Two hours after the infusion was complete an 80 mg oral sotalol dose was given, and ECGs were obtained 2 and 4 hours after the oral dose was administered. These ECGs continued to show QTc measurements less than 450 ms. The oral sotalol dose was well tolerated, with no patient symptoms reported. The patient was discharged home on 80 mg oral solatol twice daily 10 hours after the start of his admission. He has since done well, with minimal palpitations, and remains on sotalol 80 mg twice daily. Follow-up outpatient monitoring for 2 weeks show minimal ectopy, with up to 4-beat runs of atrial tachycardia. His QTc has remained stable below 450 ms.
Discussion
Atrial arrhythmias are the most common sustained cardiac arrhythmias in clinical practice. Sotalol may be considered for arrhythmia control but typically requires a 3-day admission for monitoring during the oral loading period. This 3-day admission results in personal and financial burden to the patient, use of hospital resources, and potential for iatrogenic risk to the patient. In some cases, as with this patient, a hospitalization may also create substantial anxiety. These concerns, along with the substantial psychiatric comorbidities with our patient, prompted us to use the IV formulation to decrease the length of hospital admission for sotalol loading.
To our knowledge, this is the first use of IV sotalol to replace the 3-day admission for elective initiation of oral sotalol. It should be noted that IV sotalol is considerably more expensive than the oral form. For example, the acquisition costs of a 150-mg vial of IV sotalol at the University of Wisconsin is over $1400, while an 80 mg oral tab is less than 10 cents. Even so, the potential cost savings from reducing admission time with IV sotalol initiation has been estimated between $3000 and $4000.2, 3, 4 As with our patient, there were also substantial patient benefits, including shorter time in the hospital and substantial anxiety reduction. In addition, there is a potential advantage of earlier time to peak effectiveness of the medication in those with concurrent or frequent arrhythmias.
Currently the data regarding an optimal dosing regimen for a loading admission with IV sotalol transitioning to an oral regimen are lacking.5 We chose our dosing regimen based on data originally reported from the University of Maryland that determined that 40 mg IV over 2 hours was comparable to a 3-day loading regimen at 80 mg twice a day in patients with postoperative atrial fibrillation.6 There have been concerns regarding potential for QTc prolongation owing to high doses of sotalol.
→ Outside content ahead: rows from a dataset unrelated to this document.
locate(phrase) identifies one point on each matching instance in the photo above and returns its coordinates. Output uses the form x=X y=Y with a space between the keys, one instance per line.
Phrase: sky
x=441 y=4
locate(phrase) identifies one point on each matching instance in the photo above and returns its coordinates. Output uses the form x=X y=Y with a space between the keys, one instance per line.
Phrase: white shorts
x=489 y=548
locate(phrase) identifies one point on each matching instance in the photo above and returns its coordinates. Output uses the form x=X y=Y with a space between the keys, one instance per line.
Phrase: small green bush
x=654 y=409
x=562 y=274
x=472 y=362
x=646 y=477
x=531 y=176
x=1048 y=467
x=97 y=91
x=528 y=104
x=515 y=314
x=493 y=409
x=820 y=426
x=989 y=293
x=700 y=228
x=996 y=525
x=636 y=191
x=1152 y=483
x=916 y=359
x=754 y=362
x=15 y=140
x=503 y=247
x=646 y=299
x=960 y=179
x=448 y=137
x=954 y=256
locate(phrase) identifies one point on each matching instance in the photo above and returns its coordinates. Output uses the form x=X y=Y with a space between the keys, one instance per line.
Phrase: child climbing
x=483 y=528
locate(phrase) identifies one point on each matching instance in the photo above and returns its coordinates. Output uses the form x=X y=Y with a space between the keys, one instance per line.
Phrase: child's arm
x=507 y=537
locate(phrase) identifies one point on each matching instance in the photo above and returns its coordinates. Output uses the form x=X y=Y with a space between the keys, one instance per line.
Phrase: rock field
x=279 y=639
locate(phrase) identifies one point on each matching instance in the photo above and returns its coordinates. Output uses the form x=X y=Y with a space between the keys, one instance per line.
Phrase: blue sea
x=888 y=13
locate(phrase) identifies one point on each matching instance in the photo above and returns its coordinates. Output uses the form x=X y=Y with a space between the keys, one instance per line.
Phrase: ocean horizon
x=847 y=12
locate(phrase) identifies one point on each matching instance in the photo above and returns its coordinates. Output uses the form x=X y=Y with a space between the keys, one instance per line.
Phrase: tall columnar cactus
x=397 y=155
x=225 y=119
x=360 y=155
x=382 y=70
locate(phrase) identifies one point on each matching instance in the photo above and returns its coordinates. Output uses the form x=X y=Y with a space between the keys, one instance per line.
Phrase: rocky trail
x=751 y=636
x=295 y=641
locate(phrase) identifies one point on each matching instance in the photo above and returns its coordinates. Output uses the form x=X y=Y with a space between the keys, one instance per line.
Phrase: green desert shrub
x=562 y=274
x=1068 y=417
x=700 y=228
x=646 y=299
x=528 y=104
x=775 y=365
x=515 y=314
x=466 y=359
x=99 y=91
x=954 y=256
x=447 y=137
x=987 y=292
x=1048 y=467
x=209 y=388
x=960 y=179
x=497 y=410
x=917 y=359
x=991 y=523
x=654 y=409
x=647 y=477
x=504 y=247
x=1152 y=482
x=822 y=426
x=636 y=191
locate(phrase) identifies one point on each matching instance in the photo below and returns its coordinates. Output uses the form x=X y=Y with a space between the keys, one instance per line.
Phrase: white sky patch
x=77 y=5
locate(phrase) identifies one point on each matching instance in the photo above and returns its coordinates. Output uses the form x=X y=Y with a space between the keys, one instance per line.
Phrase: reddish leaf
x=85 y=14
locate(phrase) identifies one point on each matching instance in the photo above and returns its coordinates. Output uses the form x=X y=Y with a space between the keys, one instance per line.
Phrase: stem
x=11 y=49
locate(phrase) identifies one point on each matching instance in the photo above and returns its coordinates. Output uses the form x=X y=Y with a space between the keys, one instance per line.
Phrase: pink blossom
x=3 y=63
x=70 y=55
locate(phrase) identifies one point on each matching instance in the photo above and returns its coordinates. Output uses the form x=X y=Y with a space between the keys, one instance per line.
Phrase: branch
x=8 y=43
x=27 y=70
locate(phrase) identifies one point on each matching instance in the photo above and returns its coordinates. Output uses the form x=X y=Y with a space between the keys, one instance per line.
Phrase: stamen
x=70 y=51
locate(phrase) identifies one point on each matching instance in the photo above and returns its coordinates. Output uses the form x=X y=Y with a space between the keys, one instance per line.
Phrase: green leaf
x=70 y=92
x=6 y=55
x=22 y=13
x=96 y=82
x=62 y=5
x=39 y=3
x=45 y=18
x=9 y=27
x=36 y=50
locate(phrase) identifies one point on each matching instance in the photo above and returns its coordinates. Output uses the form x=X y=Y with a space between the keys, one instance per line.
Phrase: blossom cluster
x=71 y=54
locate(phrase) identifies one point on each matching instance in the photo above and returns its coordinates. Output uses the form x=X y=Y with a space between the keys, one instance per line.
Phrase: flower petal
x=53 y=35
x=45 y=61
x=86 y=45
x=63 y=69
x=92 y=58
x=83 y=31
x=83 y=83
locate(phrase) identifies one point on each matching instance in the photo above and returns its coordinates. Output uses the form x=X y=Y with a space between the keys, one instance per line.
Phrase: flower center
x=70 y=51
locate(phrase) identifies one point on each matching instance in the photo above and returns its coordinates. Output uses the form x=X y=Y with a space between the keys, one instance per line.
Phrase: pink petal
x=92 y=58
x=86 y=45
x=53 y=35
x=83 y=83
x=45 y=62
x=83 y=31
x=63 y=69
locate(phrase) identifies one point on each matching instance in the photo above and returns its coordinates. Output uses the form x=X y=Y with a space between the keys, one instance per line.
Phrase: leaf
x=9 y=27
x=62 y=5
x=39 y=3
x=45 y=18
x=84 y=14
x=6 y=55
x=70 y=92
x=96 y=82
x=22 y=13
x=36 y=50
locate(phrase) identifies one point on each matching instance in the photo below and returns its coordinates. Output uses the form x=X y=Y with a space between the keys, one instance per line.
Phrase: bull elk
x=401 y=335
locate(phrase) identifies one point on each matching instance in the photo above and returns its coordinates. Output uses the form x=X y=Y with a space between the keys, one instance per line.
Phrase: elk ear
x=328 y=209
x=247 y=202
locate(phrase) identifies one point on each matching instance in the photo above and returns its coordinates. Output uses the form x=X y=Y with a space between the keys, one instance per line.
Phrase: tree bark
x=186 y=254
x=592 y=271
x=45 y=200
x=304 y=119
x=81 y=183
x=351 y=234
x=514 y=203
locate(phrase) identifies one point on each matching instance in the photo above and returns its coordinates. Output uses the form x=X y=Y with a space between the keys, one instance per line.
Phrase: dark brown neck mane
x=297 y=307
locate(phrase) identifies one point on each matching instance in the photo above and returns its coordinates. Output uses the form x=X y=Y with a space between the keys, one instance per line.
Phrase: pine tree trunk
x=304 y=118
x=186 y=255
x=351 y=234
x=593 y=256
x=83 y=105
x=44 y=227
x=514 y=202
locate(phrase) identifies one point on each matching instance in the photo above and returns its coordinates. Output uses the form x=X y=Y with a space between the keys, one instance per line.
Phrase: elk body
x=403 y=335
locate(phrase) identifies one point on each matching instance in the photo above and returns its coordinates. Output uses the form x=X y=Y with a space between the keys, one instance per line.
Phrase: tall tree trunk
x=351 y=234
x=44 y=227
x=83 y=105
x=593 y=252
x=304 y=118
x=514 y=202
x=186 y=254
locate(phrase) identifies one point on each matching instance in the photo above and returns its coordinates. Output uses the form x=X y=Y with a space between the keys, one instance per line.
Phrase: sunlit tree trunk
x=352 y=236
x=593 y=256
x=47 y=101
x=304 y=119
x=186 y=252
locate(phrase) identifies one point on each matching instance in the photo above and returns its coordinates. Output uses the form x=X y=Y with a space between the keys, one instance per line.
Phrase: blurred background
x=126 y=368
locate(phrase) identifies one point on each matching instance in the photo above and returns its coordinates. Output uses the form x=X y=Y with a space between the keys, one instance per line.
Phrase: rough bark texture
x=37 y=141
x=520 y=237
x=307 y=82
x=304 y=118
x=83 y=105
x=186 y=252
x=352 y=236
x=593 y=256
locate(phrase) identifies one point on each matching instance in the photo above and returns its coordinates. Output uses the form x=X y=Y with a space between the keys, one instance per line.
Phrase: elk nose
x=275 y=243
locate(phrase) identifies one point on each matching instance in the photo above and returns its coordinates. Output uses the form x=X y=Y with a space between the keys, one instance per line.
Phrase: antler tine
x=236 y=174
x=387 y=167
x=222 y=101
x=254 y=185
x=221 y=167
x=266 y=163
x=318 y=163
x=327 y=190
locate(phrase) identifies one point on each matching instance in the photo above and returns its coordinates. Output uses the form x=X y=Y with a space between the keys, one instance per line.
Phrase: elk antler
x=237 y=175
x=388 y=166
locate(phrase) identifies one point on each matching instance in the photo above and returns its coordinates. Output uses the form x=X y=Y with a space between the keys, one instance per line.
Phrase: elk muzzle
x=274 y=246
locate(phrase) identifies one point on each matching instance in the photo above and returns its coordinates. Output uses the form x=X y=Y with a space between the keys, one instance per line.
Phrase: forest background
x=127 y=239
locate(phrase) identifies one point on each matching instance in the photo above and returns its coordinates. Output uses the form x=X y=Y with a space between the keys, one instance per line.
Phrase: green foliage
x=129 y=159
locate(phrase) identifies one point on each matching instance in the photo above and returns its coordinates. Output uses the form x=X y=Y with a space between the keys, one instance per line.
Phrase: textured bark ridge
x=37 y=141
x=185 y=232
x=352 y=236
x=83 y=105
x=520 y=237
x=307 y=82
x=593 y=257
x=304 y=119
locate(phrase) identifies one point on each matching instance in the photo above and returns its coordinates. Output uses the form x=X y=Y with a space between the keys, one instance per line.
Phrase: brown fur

However, the initial sotalol effect occurs within 30 minutes of infusion, and a peak effect occurs within 2 hours. Close observation and telemetry during these times as well as prior evaluation of renal function proved the procedure safe for our patient. It is important to note that the regimen used in this patient cannot at this point be generalized to all patients until more data are available.
Conclusion
We describe the first use of a single-day (outpatient) IV sotalol load to replace the multiple-day oral sotalol load. An adult patient with symptomatic atrial arrhythmias, congenital heart disease, and psychiatric comorbidities tolerated a 40 mg IV sotalol dose over 2 hours, followed by a single 80 mg oral sotalol dose during a 10-hour outpatient observation period. He was discharged home on oral sotalol (80 mg orally twice a day) and has had a stable QTc, improvement in symptoms, and no arrhythmias or concerning symptoms.